The United States Supreme Court may be on the verge of reviewing exactly what the Bill of Rights means by forbidding government “establishment of religion.”
Justice Anthony Kennedy, the newest Supreme Court Appointee, wrote in a conservative dissent to a recent ruling that the Constitution provides for church-state separation in only two instances. First, the “government may not coerce anyone to support or participate in any religion or its exercise.” Second, the court should outlaw any “direct benefits” that tend to create a state religion.
Ever since 1947, when Justice Hugo Black wrote the majority opinion for the Everson case, the phrase “wall of separation between church and state” has become progressively ingrained into the consciousness of the American people. In late twentieth century America, the vast majority of persons have come to assume that church and state should be separated.
Since January 1982, however, the “separation” issue has again become a matter of debate as a result of a federal judge’s ruling in McLean vs. the Arkansas Board of Education, which banned the teaching of creation science in public schools.

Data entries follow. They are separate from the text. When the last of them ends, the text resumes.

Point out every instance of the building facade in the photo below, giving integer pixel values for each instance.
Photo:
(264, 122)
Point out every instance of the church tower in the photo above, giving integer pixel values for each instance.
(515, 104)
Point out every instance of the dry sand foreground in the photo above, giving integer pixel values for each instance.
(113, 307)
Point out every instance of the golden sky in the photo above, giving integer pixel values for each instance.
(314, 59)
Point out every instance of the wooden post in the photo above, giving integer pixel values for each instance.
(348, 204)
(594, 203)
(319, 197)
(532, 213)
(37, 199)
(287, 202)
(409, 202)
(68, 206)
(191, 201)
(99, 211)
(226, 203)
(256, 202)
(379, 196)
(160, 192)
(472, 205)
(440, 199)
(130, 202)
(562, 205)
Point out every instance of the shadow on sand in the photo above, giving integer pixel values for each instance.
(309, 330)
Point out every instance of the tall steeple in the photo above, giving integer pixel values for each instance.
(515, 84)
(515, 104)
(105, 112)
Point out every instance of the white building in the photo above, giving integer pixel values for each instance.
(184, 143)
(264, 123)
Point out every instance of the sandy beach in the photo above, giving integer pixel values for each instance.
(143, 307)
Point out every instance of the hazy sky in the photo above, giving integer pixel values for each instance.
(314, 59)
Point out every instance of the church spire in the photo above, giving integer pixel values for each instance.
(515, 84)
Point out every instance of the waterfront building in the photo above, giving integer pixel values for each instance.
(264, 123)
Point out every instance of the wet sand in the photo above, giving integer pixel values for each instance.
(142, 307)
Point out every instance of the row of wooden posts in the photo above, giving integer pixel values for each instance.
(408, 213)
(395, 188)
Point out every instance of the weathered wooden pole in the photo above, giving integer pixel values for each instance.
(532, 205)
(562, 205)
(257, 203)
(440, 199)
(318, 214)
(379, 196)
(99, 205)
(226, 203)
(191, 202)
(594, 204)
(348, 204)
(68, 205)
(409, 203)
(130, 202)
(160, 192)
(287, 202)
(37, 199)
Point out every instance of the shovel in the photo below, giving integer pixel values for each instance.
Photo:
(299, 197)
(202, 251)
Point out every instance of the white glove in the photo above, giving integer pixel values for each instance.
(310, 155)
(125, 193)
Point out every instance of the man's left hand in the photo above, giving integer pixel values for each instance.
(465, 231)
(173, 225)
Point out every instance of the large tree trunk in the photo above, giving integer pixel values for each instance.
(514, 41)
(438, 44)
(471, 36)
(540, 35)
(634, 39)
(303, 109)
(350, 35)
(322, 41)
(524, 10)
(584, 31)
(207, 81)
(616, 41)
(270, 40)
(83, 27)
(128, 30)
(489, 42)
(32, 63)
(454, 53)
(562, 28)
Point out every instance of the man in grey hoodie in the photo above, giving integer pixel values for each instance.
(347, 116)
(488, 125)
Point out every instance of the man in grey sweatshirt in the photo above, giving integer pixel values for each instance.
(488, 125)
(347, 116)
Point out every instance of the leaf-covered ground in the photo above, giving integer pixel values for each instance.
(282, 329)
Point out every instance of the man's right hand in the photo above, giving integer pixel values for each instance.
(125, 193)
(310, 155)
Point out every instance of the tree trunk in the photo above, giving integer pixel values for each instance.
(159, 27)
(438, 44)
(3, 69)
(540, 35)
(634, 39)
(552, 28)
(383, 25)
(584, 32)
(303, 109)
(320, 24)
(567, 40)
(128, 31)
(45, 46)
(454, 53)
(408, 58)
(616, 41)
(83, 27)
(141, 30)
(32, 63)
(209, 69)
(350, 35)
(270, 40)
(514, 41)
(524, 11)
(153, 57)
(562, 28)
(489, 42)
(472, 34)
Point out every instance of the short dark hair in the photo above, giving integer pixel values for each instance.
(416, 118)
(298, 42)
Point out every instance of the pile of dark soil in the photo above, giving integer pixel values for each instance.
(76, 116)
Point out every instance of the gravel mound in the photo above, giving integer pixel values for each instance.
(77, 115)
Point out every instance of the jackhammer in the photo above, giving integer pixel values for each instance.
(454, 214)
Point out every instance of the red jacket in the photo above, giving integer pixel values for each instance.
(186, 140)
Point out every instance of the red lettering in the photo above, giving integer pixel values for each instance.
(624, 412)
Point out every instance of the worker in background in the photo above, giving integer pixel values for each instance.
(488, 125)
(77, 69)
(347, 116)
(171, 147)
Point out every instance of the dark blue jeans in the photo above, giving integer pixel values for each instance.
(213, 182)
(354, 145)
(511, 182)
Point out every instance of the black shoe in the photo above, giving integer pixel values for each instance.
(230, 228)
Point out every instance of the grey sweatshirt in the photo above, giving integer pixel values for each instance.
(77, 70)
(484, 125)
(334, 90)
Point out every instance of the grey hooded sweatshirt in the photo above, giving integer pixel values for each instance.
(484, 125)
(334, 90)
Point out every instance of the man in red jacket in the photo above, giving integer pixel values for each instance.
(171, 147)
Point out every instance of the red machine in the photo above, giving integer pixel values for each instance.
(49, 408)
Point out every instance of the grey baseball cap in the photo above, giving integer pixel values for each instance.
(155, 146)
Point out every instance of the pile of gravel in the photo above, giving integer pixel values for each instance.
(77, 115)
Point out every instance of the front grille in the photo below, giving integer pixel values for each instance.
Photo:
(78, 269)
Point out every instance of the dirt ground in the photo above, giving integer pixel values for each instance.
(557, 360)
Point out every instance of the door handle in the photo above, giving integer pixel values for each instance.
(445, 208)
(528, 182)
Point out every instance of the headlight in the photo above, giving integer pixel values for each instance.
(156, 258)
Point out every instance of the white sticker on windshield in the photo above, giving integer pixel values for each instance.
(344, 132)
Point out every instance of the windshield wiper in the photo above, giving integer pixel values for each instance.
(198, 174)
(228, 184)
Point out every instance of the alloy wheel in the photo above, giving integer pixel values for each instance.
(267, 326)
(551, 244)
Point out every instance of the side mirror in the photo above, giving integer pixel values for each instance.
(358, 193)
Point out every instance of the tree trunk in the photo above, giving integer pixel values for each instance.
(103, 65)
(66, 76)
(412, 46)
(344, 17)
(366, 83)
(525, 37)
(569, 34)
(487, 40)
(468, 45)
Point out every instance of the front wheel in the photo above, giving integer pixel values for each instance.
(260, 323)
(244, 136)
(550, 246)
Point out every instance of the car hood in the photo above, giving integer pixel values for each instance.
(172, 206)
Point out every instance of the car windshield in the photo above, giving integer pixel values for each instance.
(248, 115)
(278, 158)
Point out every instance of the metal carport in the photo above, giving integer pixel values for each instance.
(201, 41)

The conservative dissent in the court’s controversial County of Allegheny vs. A.C.L.U. case marked the emergence of a minority led by Justices Anthony Kennedy, Antonin Scalia, Byron White, and Chief Justice William Rhenquist. Kennedy claims that the 5-4 majority ruling in the Allegheny case, written by Harry Blackmun, and a whole series of Supreme Court decisions, “reflect an unjustified hostility toward religion, a hostility inconsistent with our history and our precedents.”
Kennedy’s position has worried some liberal activists. Lee Boothby, counsel to Americans United for Separation of Church and State, said that if Kennedy’s position prevails “we would be litigating hundreds of cases we thought we had settled.”
One more vote in favor of freeing restrictions against religion, perhaps from Sandra Day O’Connor or a new Bush appointment to the court, could in effect undo 40 years of laws. Rulings on everything from school prayer to public aid for church agencies could be changed.